Ultimately, Beyond Romantic Ecocriticism is more than a conventional cultural-historical study: it aspires to change the way readers think and act as moral and political subjects in relation to the natural world. It is this radical ambition, belying the its seemingly modest scope, that will make the book valuable and interesting to readers who are neither nineteenth-century specialists, nor invested in debates in ecocritical theory. Nichols proposes that we “resituate advocacy of something nonhuman ‘for its own sake’ in order to include the human—the city, the suburb, the urban, urbanature—in all discussions of ways that this planet (and its finite space) should be cared for and shared by human beings in the future” (170). Privileging nonhuman spaces to the exclusion of the built environment, he implies, has the dangerous effect of suggesting that all “human” spaces are equally dangerous and, ultimately, equally irredeemable.

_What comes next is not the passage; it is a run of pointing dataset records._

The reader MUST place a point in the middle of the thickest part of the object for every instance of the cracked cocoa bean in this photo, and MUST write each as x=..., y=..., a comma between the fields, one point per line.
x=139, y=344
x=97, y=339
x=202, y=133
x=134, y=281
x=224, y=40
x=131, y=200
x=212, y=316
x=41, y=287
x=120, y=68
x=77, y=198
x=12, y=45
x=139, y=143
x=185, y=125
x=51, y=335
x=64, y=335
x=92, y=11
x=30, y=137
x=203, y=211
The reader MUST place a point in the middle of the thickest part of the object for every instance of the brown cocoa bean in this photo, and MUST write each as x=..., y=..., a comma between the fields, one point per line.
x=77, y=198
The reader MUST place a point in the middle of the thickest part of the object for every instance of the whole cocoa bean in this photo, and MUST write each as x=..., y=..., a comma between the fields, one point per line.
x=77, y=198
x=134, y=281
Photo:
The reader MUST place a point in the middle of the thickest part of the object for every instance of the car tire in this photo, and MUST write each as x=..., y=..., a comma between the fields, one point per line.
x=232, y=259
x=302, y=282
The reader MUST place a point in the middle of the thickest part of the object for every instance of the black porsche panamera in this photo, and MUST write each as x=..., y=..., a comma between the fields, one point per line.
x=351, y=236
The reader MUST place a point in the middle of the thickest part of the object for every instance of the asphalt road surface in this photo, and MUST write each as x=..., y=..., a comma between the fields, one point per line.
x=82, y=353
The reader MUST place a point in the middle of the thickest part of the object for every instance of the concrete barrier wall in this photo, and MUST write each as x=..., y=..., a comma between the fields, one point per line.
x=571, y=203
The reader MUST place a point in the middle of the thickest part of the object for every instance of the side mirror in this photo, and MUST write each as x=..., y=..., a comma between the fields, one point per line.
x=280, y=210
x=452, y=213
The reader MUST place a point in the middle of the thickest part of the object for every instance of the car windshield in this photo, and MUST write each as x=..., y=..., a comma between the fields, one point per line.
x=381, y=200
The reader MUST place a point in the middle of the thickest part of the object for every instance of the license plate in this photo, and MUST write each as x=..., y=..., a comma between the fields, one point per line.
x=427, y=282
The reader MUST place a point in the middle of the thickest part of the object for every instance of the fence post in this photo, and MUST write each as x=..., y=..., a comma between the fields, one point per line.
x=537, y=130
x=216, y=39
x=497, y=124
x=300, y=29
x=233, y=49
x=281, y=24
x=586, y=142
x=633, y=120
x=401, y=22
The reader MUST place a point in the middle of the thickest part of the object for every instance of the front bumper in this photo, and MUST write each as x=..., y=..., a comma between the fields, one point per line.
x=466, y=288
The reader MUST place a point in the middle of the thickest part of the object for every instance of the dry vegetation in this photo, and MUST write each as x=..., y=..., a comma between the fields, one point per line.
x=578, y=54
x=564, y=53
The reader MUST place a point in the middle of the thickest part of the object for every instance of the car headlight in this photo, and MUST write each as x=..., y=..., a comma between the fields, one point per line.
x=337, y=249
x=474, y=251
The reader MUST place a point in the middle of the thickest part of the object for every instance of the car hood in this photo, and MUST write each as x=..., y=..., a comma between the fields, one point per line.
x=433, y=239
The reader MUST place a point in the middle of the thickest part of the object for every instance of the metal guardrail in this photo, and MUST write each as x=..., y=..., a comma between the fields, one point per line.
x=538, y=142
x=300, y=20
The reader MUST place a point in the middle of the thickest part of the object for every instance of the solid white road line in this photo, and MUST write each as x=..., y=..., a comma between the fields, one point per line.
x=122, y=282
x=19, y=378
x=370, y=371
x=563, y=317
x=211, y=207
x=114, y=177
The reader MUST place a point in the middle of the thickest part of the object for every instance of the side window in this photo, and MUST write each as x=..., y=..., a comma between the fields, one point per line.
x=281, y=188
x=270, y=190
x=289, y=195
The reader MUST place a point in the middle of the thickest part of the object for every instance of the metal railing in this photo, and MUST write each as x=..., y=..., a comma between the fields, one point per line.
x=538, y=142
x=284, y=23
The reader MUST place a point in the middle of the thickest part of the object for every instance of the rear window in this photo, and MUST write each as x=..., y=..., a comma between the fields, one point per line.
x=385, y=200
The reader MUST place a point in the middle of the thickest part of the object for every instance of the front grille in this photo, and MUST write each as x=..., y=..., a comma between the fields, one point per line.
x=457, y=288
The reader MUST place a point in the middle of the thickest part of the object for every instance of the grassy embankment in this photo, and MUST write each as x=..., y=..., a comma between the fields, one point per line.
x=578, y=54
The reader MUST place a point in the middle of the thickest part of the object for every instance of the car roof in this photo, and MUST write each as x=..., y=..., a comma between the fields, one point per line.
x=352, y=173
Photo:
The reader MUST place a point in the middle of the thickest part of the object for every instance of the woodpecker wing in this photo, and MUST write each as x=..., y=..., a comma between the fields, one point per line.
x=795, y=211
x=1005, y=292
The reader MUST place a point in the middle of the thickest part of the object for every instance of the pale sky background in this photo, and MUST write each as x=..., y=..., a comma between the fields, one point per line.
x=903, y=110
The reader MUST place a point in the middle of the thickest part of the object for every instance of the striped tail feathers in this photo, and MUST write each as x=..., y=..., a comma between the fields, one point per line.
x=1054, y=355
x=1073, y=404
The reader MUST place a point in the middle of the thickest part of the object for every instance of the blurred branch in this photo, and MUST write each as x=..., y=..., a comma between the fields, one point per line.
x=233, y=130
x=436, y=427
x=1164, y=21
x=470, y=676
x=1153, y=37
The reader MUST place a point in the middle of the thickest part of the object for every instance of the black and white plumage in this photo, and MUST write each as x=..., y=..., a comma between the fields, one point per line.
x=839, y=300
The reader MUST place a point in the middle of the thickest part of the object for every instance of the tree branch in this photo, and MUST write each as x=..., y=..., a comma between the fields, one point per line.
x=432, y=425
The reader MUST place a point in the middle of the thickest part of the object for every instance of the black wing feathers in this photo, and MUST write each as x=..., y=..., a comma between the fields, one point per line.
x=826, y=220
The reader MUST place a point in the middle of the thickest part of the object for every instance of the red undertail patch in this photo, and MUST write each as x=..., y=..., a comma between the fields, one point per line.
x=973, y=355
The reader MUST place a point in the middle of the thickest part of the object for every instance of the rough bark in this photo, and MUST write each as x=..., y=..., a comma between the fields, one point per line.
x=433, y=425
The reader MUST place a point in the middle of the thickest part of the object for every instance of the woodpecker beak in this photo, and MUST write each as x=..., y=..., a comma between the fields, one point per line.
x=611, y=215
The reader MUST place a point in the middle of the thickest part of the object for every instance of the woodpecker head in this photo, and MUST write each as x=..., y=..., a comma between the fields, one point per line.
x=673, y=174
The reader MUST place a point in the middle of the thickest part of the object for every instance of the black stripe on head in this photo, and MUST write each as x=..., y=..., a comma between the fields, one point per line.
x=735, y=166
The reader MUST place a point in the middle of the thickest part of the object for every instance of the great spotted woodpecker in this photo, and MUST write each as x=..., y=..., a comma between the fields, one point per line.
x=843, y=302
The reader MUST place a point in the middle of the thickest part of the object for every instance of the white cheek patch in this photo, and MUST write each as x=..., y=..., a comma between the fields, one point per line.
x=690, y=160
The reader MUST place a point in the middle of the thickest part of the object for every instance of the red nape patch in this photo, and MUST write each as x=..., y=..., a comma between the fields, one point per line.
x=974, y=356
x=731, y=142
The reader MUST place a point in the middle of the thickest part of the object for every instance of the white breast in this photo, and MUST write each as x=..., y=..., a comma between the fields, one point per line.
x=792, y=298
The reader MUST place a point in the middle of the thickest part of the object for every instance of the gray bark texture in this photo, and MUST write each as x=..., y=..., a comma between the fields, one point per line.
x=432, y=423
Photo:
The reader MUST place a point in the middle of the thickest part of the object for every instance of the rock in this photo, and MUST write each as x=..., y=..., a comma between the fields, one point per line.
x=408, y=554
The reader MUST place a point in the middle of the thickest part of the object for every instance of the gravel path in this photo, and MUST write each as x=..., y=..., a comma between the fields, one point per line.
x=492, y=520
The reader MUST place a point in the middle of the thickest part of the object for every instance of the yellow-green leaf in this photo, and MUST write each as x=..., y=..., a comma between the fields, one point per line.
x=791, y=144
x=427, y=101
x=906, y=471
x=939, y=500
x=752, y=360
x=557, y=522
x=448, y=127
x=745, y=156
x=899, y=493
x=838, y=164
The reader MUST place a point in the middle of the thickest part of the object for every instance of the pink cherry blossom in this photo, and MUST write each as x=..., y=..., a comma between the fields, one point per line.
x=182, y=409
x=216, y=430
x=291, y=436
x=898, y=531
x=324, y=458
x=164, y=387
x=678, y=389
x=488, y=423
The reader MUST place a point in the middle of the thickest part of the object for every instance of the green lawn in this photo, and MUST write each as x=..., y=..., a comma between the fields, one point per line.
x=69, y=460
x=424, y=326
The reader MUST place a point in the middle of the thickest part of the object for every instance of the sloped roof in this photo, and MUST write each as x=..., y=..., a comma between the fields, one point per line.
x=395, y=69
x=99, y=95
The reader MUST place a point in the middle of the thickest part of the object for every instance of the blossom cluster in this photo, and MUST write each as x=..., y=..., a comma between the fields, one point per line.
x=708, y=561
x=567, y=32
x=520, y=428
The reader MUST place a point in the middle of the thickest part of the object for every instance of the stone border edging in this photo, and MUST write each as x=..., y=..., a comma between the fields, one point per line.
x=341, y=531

What would an “urbanatural roosting” such as Nichols proposes look like? The concept remains a bit vague, because it would require a revolution in thinking and everyday living to collapse the dominant country-city binary; but Nichols traces the outlines in responses to ecological (post-Katrina New Orleans) and economic (deindustrialized Rust Belt) trauma. Green renewal projects in these areas, he suggests, transport some of the traditional characteristics of rural life into urban and suburban spaces.To live urbannaturally is to live in a world where “new living spaces will emerge where gardens come down into city center from the suburbs, where every house with a yard turns part of that yard into a garden for vegetables and flowers” (190). Embracing an urbannatural ethic would require rejecting both anthropocentric fantasies of domination over the natural world and radical ecological primitivism, and instead underscoring the inextricability of “nature” and “culture.” I am not sure whether I would want to programatically endorse Nichols’s proposal wholesale, but Beyond Romantic Ecocriticism makes a valu- able contribution towards a progressive environmentalism that responds to the challenges of our contemporary moment.